Of course, the problem would have been simple if the old crone had been looking at the actual person.  But schoolmasters are always out to catch chaps whenever they can; otherwise there would be nothing to justify their trailing half the alphabet after their names.

"A, B, and C are digging an artesian well.  A works twice as fast as B, who has to attend hospital twice a week for deep-ray therapy.  Nevertheless, B works twice as fast as A and C together, and C can give A a stroke a hole.  How much does each draw at the end of the week? (Reckon £1 to be worth 4.86 dollars.)"

The answer should be 6 quarts, of course.  But the only solution I could suggest, after three hours' intensive study of the erudite Mr.

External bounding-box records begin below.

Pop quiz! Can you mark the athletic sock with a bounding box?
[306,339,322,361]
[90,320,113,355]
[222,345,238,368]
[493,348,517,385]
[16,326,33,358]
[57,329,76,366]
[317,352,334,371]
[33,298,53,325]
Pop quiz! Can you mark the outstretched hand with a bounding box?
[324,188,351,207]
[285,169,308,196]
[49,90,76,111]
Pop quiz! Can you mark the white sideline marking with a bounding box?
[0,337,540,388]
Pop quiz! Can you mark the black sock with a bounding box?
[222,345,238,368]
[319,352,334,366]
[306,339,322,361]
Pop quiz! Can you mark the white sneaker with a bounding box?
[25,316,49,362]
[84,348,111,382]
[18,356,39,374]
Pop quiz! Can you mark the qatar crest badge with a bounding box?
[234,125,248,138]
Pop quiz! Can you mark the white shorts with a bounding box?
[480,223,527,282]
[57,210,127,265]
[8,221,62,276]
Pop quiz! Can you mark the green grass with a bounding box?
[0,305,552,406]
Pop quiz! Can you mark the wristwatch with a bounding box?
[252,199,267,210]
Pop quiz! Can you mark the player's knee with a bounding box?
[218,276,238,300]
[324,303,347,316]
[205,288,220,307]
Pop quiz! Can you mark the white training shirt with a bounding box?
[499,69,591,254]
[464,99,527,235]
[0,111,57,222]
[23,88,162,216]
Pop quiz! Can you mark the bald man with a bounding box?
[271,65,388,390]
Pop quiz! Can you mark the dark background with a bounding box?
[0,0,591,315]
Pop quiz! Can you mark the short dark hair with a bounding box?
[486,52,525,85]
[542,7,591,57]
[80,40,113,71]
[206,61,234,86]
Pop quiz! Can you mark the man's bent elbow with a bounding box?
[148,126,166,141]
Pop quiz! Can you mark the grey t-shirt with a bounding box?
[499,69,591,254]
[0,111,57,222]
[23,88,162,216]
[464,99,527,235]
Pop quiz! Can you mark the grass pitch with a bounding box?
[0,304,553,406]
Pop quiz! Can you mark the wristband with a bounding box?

Pendlebury, was that it turned blue litmus red.

And then, after the written homework, there was always something to be got off by heart — such as "Paradise Lost," or a list of the coaling stations between Archangel and Honolulu, or possibly the genealogical table showing Hardicanute's descent from Boadicea.  I tell you, it was no joke for a lad in the early 'teens to sit up till long past midnight wrestling with such tasks, his eyelids propped open with drawing-pins, his brows swathed with cold-tea bandages, and his feet immersed in strong black coffee.

And when the Schoolboy's Friend has triumphantly succeeded in getting home-work abolished, I hope that he will see what he can do about the extirpation of school-exams. The pedagogues may argue that they are necessary in order to test the height of a boy's knowledge, but as no school-exam has ever achieved anything except plumb the depths of a boy's ignorance (none of the set questions is ever part of former instruction), their futility is obvious.  I still retain in my archives a set of the St. Barabbas's exam-papers, from which I cull the following specimens:—

"State what you know about Jenkins's Ear, Peter's Pence, Queen Anne's Bounty, Jessica's First Prayer, Christy's Old Organ.  Give a reason for your answers, and an example of each."

"On the accompanying blank map of Tristan da Cunha insert the following geographical features: (a) the Pier and Bandstand: (h) the Red Lion; (c) the Vicarage, (d) the Gaumont Palace, (e) the blacksmith's, (f) the route of the underground railway system."

"What chemical reaction takes place when you pour hydraulic acid on (a) sulphate of zinc, b) the Sultan of Zanzibar?"

"What is the difference — stop us if you've heard it — between the table of affinity and the theory of relativity?  Write a life of Einstein, and illustrate with photographs."

Well, I knew nothing of any of these things, but all the same, what I knew about other things not covered by the questions would have filled a pantechnicon.  From which it follows that the only way by which school exams can ever ascertain the extent of a boy's learning is to let him set his own exam papers.  Thereafter what his tutors wouldn't know about blowing birds' eggs, rearing silkworms, the market value of three-cornered Cape of Good Hope postage stamps, and the private lives of such famous individuals as the Young Lady of Nottingham, the Curate of Kidderminster. and the Old Man of Pernambuco could all be written upon a couple of confetti.

These reformations would naturally come rather too late in my young life to be of any advantage to me, but I do not hesitate to affirm that if I were Wee Georgie Wood or Ivor Vintnor I'd forthwith buy myself a sachtel and crash straight back to the Lower Third at dear old St. Barabbas's, if only to feel what it felt like to be home-workless and examless.

As it is, what a hope of passing myself off for fourteen, with my left foot done up in a parcel, and wide open spaces on my skull that stand in dire need of returfing!